Since the bond proceeds can be used for building rehabilitation and repair, districts will be able to issue these low-to-no interest bonds in lieu of Fire Prevention (health, life, and safety) bonds that would be at a higher interest rate.

A proposal to add Teacher Salaries Adjustment Bonds

This proposal would provide school districts the ability to raise teacher salaries to a level competitive with other professional careers.  It will also give school districts the ability to draw upon the American Recovery and Reinvestment Act of 2009 (ARRA) to make necessary salary adjustments that will help rehabilitate the classroom school climate across the schools.  It can also help end the ‘crisis’ presently leading teachers to take early retirements and/or leave the profession.  

These adjustments are to allow schools to issue bonds at low-to-no interest as is allowed in the Qualified School Construction Bonds for rehabilitation of professional teacher salaries in a parallel manner as is done in the repair of or building new public school facilities.

Bonding for Salaries

Reasons for considering bonding for raising the salaries of teachers across the countries

  • No other known proposal has been offered to date that would get this off of dead center.
  • Almost every study done on why teachers leave the profession or do not decide to enter the profession focuses on salaries at the top or very near the top of all studies.
  • Salaries continue to lag behind most other professions with the same education levels.
  • Teachers leaving earlier now than expected (a.) Retirement; (b.) moving to other professions 
  • The gap in shortages will grow severely after the recent years of the pandemic; teachers are worn out, feel less respected, and see no end to the low salaries on the horizon. 
  • A new bonding law or expanding the existing laws would give every school district the same opportunity to bond to meet their particular needs.
  • Schools with very adequate salaries may choose not to bond; rural and inner city school districts appear to have the most pressing need to bond to move salaries up to a professional and competitive level for present teachers and new teachers coming out of the pipelines.
  • The bonding for school improvements or new school buildings would not be possible for many school districts without the legislation that was passed to allow for it in many countries.

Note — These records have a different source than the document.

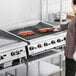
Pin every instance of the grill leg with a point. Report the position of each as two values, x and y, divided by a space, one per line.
38 68
27 69
9 74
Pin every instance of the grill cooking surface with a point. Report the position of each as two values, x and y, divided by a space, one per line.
7 39
35 29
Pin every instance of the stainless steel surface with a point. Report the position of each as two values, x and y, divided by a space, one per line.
10 48
41 42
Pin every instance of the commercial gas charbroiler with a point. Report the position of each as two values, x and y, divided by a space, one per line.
39 35
11 49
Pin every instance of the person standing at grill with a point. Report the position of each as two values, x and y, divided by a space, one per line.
70 48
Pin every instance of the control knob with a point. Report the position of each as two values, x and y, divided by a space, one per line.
64 38
31 48
58 40
39 46
45 44
53 42
17 52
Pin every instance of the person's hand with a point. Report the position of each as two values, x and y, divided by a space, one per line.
57 28
74 56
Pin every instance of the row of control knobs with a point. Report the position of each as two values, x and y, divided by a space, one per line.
46 44
16 53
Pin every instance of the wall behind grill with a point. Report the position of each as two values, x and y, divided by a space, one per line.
18 11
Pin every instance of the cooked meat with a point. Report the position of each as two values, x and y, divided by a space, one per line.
45 30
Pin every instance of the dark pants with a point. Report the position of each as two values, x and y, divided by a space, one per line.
70 66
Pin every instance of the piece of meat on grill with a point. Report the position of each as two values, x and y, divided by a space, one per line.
45 30
26 33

Comparative outcomes for Bonding for Buildings and Bonding for Salary Adjustments 

Bonding for buildings example

Bonding for a new building at $5 million U.S.; one year later building completed; five years later bonds paid off with interest; in the sixth year bonding for another new building $7 million; 16 months later building completed; five years later bonds paid off.

Bonding for buildings outcomes

  • Two new buildings exist for staff and students.

Bonding for Salary Adjustments Outcomes example

Bonding for salary adjustments $5 million; five years later salary adjustments bonding paid off with interest; in the sixth year bonding for salary adjustments $6 million; five years later bonds paid off.

  • Teacher salaries become competitive with other professions Early teacher retirements slow down dramatically
  • Students have quality certified teachers in every grade level and all subject areas
  • Teachers regain pride in themselves and their profession        

Bonding:  A proposal worth pursuing

The above proposal provides an addition way for countries to consider a new way to fund the teachers’ salary adjustments that need to be made has been outlined for consideration.  This should be considered as a means of addressing an educational crisis as was outlined at the top of this article.  A longer range solution should also be worked on that will allow school districts to move out of bonding for the salary adjustments for teachers over time.